El otro argumento de la reflexión pícassiana en tomo a su semblante se nos da, como digo, en el" «Retrato de Gertrude Stein». Realizado igualmente en 1906, agrega al «Autorretrato» el hecho de ser la faz femenina el modelo del análisis y de la concentración del autor en lo hecho. Cierto que todo artista tiende, con mayor o menor grado de conciencia, a imprimir en la faz del retratado el aura de la suya. No menos cierto nos resulta, sin embargo y sobre ello, el propósito de un renacido y común mirar de cara al futuro. Picasso, que viene oteando un nuevo horizonte, ha elegido para la gran prueba las trazas de su rostro. En ellas, y al margen del parecido o el sexo del modelo eventual, se consumará la liquidación de la vieja imagen, y de ellas va a nacer la nueva semejanza del hombre.

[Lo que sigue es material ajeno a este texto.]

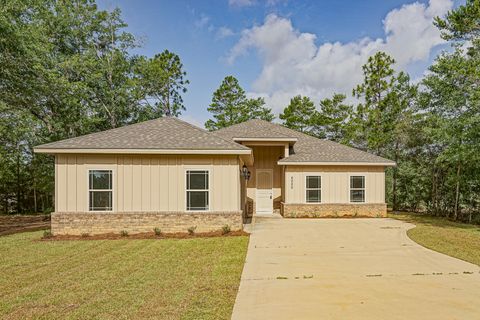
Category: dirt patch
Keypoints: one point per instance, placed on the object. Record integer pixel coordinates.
(146, 235)
(10, 224)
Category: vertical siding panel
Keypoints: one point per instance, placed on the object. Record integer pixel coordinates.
(154, 183)
(120, 184)
(236, 177)
(137, 184)
(164, 184)
(217, 195)
(82, 179)
(172, 183)
(72, 183)
(146, 188)
(128, 181)
(62, 183)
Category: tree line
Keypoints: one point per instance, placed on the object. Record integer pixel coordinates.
(67, 70)
(430, 128)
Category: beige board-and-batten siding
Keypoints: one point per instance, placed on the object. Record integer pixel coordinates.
(335, 192)
(153, 185)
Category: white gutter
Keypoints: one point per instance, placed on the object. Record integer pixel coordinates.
(139, 151)
(316, 163)
(267, 139)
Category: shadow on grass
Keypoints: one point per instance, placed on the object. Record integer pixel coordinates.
(429, 220)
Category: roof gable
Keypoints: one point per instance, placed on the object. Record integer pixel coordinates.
(307, 149)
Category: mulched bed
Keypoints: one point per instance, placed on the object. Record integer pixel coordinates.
(147, 235)
(10, 224)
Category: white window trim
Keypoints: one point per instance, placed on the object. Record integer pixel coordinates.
(364, 188)
(208, 190)
(312, 174)
(112, 189)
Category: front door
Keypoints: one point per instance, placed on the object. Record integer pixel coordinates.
(264, 191)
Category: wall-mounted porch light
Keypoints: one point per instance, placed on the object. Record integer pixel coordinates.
(245, 172)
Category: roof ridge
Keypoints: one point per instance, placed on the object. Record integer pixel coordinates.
(212, 133)
(102, 131)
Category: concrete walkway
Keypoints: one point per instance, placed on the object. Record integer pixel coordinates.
(351, 269)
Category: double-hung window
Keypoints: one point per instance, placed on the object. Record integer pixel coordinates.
(313, 189)
(100, 192)
(357, 189)
(197, 190)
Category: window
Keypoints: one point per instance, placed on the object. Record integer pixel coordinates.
(197, 190)
(314, 189)
(357, 189)
(100, 190)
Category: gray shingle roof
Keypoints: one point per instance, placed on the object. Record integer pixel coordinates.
(306, 149)
(163, 133)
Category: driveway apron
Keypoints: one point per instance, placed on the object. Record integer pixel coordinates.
(351, 269)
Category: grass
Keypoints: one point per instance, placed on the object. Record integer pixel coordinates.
(119, 279)
(458, 240)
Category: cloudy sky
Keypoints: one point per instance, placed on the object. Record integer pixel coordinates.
(281, 48)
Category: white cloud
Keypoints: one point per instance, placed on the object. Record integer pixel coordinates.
(224, 32)
(202, 21)
(241, 3)
(294, 64)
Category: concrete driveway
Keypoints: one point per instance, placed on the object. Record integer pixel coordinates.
(351, 269)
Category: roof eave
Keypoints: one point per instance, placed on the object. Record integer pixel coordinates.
(141, 151)
(335, 163)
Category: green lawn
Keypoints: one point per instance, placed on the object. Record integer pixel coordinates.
(119, 279)
(454, 239)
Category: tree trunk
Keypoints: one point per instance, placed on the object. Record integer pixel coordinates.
(18, 191)
(395, 176)
(457, 193)
(434, 192)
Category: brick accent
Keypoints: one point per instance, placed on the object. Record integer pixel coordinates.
(76, 223)
(334, 210)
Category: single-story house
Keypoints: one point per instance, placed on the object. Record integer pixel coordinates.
(168, 174)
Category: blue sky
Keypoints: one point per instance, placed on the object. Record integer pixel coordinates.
(280, 48)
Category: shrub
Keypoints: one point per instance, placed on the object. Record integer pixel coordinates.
(191, 230)
(47, 234)
(226, 229)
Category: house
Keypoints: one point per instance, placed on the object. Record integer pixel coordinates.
(168, 174)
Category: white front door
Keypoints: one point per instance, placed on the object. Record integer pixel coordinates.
(264, 191)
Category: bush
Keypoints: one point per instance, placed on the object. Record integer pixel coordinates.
(47, 234)
(226, 229)
(191, 230)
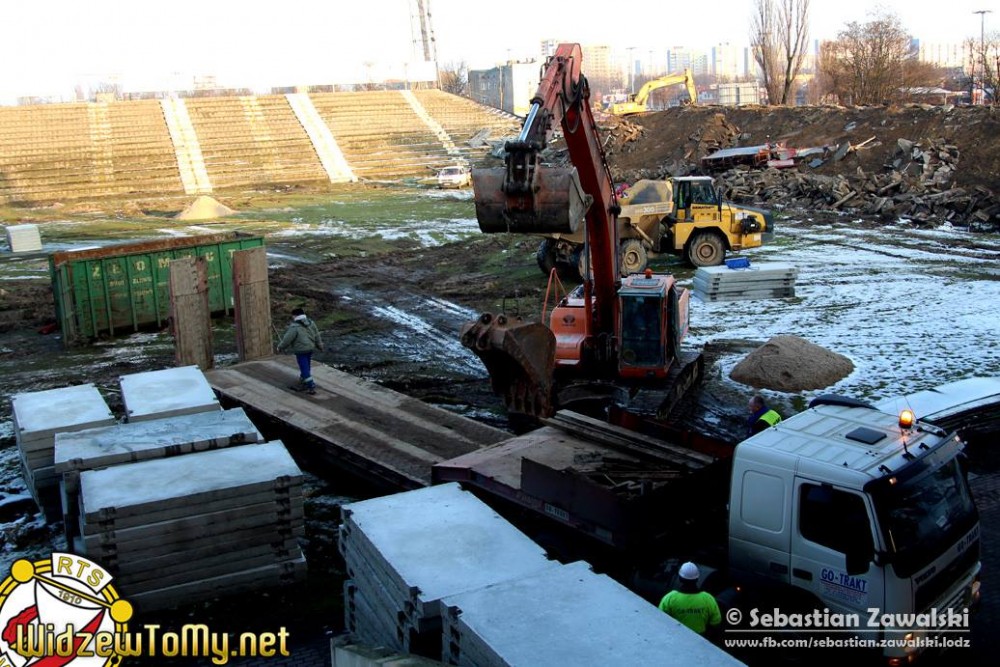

Si ayer no tuvo Picasso asomo alguno de piedad con su mismo precedente y su propio semblante, tampoco tendrá mañana miramientos de cara, a la cara de la historia. Probará la ofensa al pasado histórico y abrirá de par en par las puertas del museo etnográfico para no excluir de la refutación aquellas nuestras de la precultura que el pensamiento humano juzgó, antes de él, inviolables por el mero hecho de ser muy antiguas. Y entre tanto ha dejado en el zigzag centelleante de las «Señoritas de Aviñón las trazas de un rostro nuevo al que a partir de esta hora usted' (y usted y usted...) se le parecerá: Porque a él han de asemejarse todos los rostros, comenzando por el de su hacedor, y en su contextura y a la luz del porvenir se Irá conformando, sin remedio, la nueva mirada del hombre.